The confusion matrix above has the true labels as columns and predictions as rows. The model has a 63.6% accuracy rate, the p-value for the one-tailed test of whether or not the model predicts the a song's lyric language better than no information is very low (0.00000022), and the Mcnemar's Test p-value is 0.035. That's two statistically significant p-values!

Each person can judge for themself whether or not 63% is a good enough accuracy rate for what we want to predict, but it's significantly better than random guessing. It's clear that Spanish vs Arabic were confused more often than either one vs Korean. There is higher a tendency toward misclassifying arabic songs as Spanish.

# Discussion
This excercise was a fun opportunity to try out new techniques I'm using in my classes. It was a small sample size, and that may or may not have worked to my advantage. Though all in all, I was pleasantly surprised by how nicely the results came out. (The adjusted coefficient of determination was 0.26!) I chose this trio more or less at random. (I did consider sample pool sizes and linguistic root similarity.)

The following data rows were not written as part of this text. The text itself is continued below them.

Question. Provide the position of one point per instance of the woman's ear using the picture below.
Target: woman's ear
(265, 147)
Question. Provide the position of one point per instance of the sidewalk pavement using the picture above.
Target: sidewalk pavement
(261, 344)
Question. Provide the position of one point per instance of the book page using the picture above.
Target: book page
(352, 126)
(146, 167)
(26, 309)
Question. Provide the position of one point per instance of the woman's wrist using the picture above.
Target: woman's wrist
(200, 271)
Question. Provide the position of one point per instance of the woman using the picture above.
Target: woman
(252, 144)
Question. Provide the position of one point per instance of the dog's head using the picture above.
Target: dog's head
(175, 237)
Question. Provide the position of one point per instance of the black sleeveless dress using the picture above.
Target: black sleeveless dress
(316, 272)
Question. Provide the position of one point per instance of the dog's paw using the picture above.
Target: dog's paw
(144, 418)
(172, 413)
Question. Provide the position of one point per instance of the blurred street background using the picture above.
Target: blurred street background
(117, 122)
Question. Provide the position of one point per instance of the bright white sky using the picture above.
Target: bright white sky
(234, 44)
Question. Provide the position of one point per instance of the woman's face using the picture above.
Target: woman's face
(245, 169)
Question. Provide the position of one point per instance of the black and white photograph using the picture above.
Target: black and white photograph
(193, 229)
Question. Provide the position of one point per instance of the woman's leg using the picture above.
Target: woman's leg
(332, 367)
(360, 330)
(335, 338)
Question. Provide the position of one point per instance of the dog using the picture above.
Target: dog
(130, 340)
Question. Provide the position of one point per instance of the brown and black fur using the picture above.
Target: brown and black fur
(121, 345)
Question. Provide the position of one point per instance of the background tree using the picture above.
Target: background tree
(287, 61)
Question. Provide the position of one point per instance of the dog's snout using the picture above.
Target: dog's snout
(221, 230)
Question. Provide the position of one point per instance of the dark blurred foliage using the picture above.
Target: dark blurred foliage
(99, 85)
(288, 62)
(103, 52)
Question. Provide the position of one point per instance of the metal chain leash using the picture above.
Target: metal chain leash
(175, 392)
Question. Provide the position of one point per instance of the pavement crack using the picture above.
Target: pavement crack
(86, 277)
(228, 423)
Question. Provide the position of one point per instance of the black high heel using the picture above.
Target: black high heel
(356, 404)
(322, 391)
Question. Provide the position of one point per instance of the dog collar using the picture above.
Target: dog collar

Obviously, there are many factors I didn't have the capacity to account for. A big one is genre. As of now, I have not found a way to get reliably- and uniformly- sourced genre information on all the songs in my data. It's something I hope to keep looking into, though it is one of many symptoms of the data-collection limitations I faced. I lost a lot of data due to non-response bias by the lyric searcher.

I plan to explore other combinations of languages and language families in the near future, as I am curious to know if that this set of languages was just a lucky trifecta, or if I get similar results for other groups. I am a statistician, so my guess is that this one lies somewhere in the middle.

As always, I hope to keep exploring this awesome dataset as time allows. As a full-time masters student, I'm not sure what that means for my availability, but stick with me. My next idea is to look at classifying languages into language families based on audio features.